Each shell had a hinged steel cover over the shell. Each shell had a hinged steel cover under the shell which was operated by a hydraulic ram to enable the operator to raise and lower the cover, which was quite heavy when loaded with shale.
To operate the N.T.U. retort, the upper cover was raised and the retort was loaded with crushed and screened shale to a top level about two feet from the top of the shell. The shale was then covered with broken boards. The top of the retort was then closed, and an operator lit the boards, working through a hatch in the cover of the retort.
After lighting the boards, combustion air was forced into the top of the retort through a large pipe connected to the top of the shell, just under the cover and above the shale bed. As combustion air increased, the kerogens in the shale would begin to burn. Very quickly the shale below the combustion would begin to pyrolyze, as the combustion air and burned gases heated the shale below the combustion to 800° F. or higher. The slightly destructive burning of the kerogens to start the retort would cease, and free carbon remaining on the shale after pyrolysis began would now burn as combustion air was blown down through the shale.

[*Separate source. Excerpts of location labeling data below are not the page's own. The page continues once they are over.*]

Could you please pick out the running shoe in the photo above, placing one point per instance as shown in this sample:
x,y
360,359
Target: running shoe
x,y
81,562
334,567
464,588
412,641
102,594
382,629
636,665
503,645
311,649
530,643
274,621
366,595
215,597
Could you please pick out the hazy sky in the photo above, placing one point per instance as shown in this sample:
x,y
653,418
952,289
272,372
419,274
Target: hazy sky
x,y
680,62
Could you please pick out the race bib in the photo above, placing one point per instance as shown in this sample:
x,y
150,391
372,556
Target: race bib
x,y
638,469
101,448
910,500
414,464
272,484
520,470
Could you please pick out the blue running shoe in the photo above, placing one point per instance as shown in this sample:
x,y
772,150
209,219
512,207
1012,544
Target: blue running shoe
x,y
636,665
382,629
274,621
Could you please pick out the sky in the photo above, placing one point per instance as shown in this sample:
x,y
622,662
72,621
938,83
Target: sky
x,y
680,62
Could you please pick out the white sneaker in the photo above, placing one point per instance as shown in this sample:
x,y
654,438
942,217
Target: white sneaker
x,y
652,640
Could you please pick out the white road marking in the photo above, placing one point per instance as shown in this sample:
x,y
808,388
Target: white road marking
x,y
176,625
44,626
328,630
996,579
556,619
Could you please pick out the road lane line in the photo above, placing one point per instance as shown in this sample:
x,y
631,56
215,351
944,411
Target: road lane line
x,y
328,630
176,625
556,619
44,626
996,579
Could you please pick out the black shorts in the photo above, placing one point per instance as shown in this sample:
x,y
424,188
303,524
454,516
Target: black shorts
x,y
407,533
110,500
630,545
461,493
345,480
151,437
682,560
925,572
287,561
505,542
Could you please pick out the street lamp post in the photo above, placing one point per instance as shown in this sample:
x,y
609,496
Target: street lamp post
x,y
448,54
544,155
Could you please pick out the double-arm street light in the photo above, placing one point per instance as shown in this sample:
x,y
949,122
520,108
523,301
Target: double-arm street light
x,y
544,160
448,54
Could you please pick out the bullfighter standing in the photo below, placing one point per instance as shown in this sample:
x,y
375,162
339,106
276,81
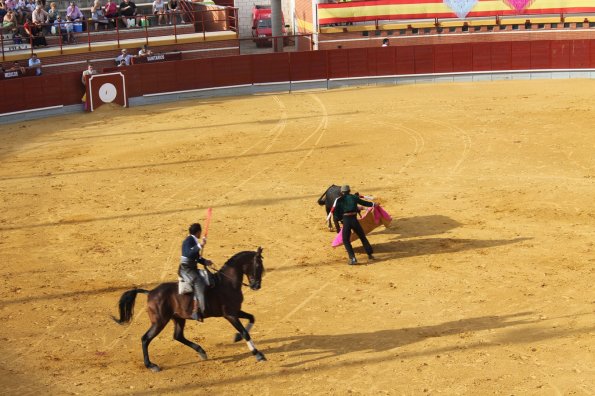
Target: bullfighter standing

The exhaust gases released from the shale were drawn away from the retort through a pipe located at the bottom of the retort After pyrolysis had been completed, and the carbon had burned off the spent shale in the retort, the combustion air and the suction blower were shut off.
Now, the hatch at the top of the retort was opened to admit air during the dumping of the spent shale. Then the bottom was opened by the hydraulic ram and the shale was dumped on the sloping chute below the retort where it was carried out to an open space beyond the retort.

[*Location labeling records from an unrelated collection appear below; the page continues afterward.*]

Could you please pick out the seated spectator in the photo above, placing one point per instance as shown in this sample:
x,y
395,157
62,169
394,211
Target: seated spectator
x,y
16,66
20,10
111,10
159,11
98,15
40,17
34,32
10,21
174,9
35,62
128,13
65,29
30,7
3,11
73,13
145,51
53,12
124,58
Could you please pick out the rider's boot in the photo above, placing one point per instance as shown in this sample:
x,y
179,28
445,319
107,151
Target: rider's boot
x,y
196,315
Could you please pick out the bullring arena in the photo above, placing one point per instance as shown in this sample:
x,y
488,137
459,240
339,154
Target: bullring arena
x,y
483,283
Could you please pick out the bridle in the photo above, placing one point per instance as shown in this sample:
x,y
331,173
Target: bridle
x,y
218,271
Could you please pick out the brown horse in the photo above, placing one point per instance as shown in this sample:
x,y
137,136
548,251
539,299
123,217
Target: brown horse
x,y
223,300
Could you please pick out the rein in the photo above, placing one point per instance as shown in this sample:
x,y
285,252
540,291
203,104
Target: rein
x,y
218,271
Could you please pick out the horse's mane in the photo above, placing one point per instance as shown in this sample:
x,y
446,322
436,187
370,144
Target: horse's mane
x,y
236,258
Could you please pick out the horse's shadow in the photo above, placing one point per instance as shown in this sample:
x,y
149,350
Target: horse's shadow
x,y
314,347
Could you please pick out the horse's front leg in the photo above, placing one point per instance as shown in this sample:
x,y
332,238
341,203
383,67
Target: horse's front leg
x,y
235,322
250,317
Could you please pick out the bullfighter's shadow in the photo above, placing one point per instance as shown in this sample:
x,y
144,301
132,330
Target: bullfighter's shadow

After the red-hot shale was dumped, operators sprayed water on the pile of shale until it was cooled. Next, a bulldozer was brought in and dozed the shale away and over to the bank of a canyon where it was dumped, its final disposition.
These retorts were successful and efficient.
However, it can be easily seen that dumping the shale, cooling the shale with water, and bulldozing the shale away and into the canyon was quite costly and used a large quantity of water. Very quickly the canyon would be full of spent shale, which created an environmental impact because of the leaching of harmful salts from the spent shale which would run off down the canyon to the Colorado River.
The above background will be very helpful in understanding the operation of the retort in this invention.
To provide a method for producing shale oil that is economically feasible, i.e., to produce crude oil at a price lower than or competitive with imported crude oil.
To make timely, conservative, and efficient use of an abundant resource in order to relieve U.S. dependence on foreign oil, to reduce the U.S. trade imbalance, and to revitalize the Colorado economy.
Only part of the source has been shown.